Can anyone help me into finding my problem, I`ve been bustin` my brains all day tryin` to figure it out. Thank you a lot

[Andy123]

It appears as if your call to mysql_query is returning FALSE. Reading the documentation for this method, you will find the following:

 

For SELECT, SHOW, DESCRIBE, EXPLAIN and other statements returning resultset, mysql_query() returns a resource on success, or FALSE on error.

 

So, if your query fails, FALSE is returned, which is what your error message is telling you. You are trying to pass $result, which contains FALSE to mysql_num_rows, which expects a resource parameter. This generates the warning. What you can do is to first check if your query was executed successfully before trying to get the row count.

 

$sql = "SELECT * FROM $usertable WHERE username = '$myusername' AND keyword = '$mykeyword'";
$result = mysql_query($sql);

// Check if the query was executed successfully
if ($result) {
$count = mysql_num_rows($result); // Now it is safe to get the row count
}

else {
// SQL error
}

 

Also, please note this warning from the PHP documentation:

 

Use of this extension is discouraged. Instead, the MySQLi or PDO_MySQL extension should be used. See also MySQL: choosing an API guide and related FAQ for more information. Alternatives to this function include:

• mysqli_query()
  
• PDO::query()
  

 

Please also note that you are vulnerable to SQL injection. If you have a good reason to carry on using the MySQL extension, then at least use mysql_real_escape_string.

• 
   
  

Edited October 20, 2012 by Andy123

[Pikachu2000]

When posting code, enclose it within the forum's

 . . . 

BBCode tags.

 

echo mysql_error. I'd hazard a guess that there's no field in the table named `keywork`.

[MARINp]

 

Please also note that you are vulnerable to SQL injection. If you have a good reason to carry on using the MySQL extension, then at least use mysql_real_escape_string.

 

 

I am trying to build a login register for my website, and I`ve been looking on internet for tutorials, found one and I`m trying to build it. If you can point me to a better tutorial on how to make my login register better and secure, I tank you kindly.

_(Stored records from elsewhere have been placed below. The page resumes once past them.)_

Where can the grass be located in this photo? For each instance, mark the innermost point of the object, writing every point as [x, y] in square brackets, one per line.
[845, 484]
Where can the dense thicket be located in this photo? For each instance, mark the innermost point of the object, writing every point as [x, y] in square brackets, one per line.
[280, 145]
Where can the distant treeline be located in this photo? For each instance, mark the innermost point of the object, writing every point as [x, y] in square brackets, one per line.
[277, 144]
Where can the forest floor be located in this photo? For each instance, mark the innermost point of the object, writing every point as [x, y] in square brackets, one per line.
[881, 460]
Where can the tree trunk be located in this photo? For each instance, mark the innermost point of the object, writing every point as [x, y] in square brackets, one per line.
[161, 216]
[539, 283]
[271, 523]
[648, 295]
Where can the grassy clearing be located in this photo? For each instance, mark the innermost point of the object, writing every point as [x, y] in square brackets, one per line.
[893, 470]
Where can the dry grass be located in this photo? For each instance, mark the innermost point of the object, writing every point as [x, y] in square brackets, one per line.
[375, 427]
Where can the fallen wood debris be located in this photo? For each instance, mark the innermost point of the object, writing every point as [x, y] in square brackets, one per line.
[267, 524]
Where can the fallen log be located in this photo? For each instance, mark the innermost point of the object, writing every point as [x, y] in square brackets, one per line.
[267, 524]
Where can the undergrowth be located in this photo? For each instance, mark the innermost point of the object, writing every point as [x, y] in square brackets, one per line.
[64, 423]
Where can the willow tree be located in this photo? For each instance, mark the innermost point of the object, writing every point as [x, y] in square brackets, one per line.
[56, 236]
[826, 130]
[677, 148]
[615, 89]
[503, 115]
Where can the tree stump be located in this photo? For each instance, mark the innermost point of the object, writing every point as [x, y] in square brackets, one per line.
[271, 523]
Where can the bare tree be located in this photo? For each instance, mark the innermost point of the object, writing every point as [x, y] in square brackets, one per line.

Edited October 20, 2012 by MARINp

[MARINp]

When posting code, enclose it within the forum's __CODEBOX_0__ BBCode tags.

 

echo mysql_error. I'd hazard a guess that there's no field in the table named `keywork`.

 

There is a field keyword in my database table. I`ve created the database table with user and keyword insead of password

[Pikachu2000]

But I didn't say `keyword`, did I? Look at the line containing the query string in your code. What do you see?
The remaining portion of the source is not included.